A great danger is also posed when the currently important issue of military rule in Burma comes to dominate all historical scholarship related to Burma. There are other dimensions of Burmese history than the military dimension. Because the kingdom of Myanmar engaged in large-scale expansionary warfare that engulfed much of mainland Southeast Asia in the sixteenth century and once again in the eighteenth century, does this mean that Burmese culture is someone inherently bellicose? Or as Geertz aptly summarizes Pye's judgements, "hyper-individualistic, distrustful, liable to violence, fond of empty social form, and prefer uncertainty to determinism" ? More primary source publishing and direct comparison, less judgement and generalization.

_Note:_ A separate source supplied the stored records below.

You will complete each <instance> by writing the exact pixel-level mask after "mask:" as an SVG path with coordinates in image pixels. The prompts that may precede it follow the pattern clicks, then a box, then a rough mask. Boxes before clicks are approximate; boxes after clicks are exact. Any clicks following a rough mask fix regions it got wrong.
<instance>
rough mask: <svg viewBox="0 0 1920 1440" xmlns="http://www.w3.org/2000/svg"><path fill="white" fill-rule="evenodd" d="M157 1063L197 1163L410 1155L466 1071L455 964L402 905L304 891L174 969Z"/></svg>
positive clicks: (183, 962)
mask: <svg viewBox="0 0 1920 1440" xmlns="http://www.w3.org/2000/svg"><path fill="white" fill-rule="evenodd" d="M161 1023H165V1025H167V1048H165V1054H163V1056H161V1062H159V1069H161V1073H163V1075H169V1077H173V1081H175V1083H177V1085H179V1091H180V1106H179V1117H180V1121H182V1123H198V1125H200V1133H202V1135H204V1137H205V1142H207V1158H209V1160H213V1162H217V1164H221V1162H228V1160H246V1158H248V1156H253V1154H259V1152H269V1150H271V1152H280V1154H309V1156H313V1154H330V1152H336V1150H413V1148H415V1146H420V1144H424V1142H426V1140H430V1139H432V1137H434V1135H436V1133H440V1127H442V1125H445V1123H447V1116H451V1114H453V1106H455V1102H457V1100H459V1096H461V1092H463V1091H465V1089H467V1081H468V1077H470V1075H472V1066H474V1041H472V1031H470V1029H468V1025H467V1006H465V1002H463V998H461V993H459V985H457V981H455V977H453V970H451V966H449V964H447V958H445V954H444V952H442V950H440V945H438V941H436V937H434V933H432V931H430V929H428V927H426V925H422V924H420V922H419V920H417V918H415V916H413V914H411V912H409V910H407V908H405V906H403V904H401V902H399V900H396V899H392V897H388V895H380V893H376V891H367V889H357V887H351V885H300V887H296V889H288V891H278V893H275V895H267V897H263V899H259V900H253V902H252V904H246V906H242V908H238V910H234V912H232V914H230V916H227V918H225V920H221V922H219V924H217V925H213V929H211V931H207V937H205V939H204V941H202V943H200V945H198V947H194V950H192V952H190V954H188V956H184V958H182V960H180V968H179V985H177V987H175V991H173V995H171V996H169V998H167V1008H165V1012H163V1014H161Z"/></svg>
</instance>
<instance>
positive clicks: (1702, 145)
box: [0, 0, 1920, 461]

What about the long periods of history during which the Burmese state effectively retreated from the world, moving the capital north under Thalun in the 1630's, choosing not to align themselves with NAM, the non-aligned movement in the Post-WWII era, and recently moving their capital to Pyinmana, reorienting the center of the country northwards towards China. Geographical isolation and diverse ethnicities might equally be the cause here.


Wikipedia on Presentism:

The fallacy of presentism is also known as "Whig history" or the logical fallacy of "nunc pro tunc". It is often "teleological" or "triumphalist".

"Presentism is a mode of historical analysis in which present-day ideas and perspectives are anachronistically introduced into depictions or interpretations of the past. Most modern historians seek to avoid presentism in their work because they believe it creates a distorted understanding of their subject matter.

"...'Whig history', in which certain eighteenth and nineteenth century British historians wrote history in a way that used the past to validate their own political beliefs."

A greater emphasis on primary sources is a partial antidote because presentism often exhibits itself as the selective use of sources:

"...this kind of approach, which emphasizes the relevance of history to the present, things which do not seem relevant receive little attention, resulting in a misleading portrayal of the past."